L’abus de droit fiscal est la hantise des contribuables trop habiles qui détournent l’esprit des textes fiscaux. Le projet de loi de finance pour 2019 révise la définition de la notion d’abus de droit. La nouvelle définition de l’abus de droit pourrait être à l’origine d’un nombre important de redressements fiscaux pour les actes litigieux passés ou réalisés à partir du 01/01/2020.

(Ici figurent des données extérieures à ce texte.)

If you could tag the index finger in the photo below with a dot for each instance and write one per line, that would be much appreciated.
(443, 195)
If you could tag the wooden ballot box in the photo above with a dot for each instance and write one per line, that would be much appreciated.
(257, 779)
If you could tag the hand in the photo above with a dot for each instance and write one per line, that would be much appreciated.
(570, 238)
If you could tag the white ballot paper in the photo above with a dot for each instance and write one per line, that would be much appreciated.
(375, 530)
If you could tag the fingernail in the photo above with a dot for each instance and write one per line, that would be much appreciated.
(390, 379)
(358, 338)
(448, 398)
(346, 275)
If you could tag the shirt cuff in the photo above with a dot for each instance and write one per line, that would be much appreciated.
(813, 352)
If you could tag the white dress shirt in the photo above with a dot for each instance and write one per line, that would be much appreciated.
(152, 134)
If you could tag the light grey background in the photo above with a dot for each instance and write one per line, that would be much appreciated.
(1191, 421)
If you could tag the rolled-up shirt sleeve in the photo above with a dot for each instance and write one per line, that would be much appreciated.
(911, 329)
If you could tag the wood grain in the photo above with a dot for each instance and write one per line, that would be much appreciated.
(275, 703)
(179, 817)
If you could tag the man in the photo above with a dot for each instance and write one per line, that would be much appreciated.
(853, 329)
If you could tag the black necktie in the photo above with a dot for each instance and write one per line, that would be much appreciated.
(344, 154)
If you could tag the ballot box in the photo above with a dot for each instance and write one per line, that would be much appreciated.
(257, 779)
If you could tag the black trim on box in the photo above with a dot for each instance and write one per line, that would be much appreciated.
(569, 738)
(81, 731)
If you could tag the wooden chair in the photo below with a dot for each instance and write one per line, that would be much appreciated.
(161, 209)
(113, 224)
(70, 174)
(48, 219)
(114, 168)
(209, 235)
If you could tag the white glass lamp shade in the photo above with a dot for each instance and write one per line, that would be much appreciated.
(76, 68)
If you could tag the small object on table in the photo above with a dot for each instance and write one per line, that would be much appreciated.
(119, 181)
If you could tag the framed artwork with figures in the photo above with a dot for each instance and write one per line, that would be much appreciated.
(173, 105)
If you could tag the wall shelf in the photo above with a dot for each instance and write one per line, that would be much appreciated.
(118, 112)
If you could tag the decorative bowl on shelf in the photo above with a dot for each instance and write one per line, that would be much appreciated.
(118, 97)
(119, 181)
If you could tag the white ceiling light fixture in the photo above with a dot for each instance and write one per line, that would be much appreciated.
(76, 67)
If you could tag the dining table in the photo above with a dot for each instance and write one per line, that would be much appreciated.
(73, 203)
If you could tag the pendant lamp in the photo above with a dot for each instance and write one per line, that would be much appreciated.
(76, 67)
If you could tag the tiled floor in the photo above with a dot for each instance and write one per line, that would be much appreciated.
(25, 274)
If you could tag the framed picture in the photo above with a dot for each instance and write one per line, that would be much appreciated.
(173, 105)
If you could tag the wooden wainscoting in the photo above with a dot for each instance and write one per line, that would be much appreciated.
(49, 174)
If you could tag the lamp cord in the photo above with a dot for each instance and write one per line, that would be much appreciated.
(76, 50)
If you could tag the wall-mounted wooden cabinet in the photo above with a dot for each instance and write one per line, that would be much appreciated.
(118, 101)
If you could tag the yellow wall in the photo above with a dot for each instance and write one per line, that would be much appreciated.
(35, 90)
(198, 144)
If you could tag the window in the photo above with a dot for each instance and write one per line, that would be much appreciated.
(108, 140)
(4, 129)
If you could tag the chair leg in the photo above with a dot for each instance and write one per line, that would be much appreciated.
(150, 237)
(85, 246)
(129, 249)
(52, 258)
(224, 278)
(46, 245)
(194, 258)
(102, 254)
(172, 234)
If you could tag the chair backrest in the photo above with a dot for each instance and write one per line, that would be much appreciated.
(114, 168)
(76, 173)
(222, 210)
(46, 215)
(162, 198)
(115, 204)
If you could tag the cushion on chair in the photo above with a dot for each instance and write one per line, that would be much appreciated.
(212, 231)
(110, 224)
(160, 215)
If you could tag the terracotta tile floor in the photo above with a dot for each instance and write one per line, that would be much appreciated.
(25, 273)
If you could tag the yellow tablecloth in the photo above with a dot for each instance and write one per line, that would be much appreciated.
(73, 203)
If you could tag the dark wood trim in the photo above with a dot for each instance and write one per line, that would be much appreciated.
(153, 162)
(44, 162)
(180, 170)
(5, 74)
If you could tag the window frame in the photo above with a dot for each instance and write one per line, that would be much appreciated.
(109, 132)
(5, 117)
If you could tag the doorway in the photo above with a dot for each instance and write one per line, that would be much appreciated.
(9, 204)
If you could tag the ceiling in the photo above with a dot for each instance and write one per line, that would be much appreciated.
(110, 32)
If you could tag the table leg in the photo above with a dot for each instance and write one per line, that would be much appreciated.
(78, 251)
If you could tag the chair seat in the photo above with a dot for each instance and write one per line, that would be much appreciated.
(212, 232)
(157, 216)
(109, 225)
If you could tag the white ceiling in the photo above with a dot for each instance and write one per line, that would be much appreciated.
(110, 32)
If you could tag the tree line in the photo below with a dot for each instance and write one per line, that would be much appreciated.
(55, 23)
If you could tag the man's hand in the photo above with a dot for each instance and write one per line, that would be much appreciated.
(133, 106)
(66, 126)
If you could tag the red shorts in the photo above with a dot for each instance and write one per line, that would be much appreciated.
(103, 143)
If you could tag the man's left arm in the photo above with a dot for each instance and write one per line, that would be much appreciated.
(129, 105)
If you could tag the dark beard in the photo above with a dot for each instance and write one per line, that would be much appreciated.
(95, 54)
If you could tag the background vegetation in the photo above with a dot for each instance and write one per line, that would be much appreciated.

Jusqu’à maintenant, c’est à dire jusqu’au vote du PLF2019, l’abus de droit était défini dans l’article L64 du code de procédure fiscal du CGI :

Afin d’en restituer le véritable caractère, l’administration est en droit d’écarter, comme ne lui étant pas opposables, les actes constitutifs d’un abus de droit, soit que ces actes ont un caractère fictif, soit que, recherchant le bénéfice d’une application littérale des textes ou de décisions à l’encontre des objectifs poursuivis par leurs auteurs, ils n’ont pu être inspirés par aucun autre motif que celui d’éluder ou d’atténuer les charges fiscales que l’intéressé, si ces actes n’avaient pas été passés ou réalisés, aurait normalement supportées eu égard à sa situation ou à ses activités réelles.

 

Au travers cette définition, on comprendre que le contribuable qui applique strictement la loi fiscale … mais qui en détourne l’objectif est susceptible d’un redressement fiscal pour abus de droit par fraude à la loi ou fictivité. Le risque était réel mais relativement réduit pour nombre de contribuables qui réussissaient à démontrer que l’opération contestée n’était pas effectuée dans un but « exclusivement » fiscal.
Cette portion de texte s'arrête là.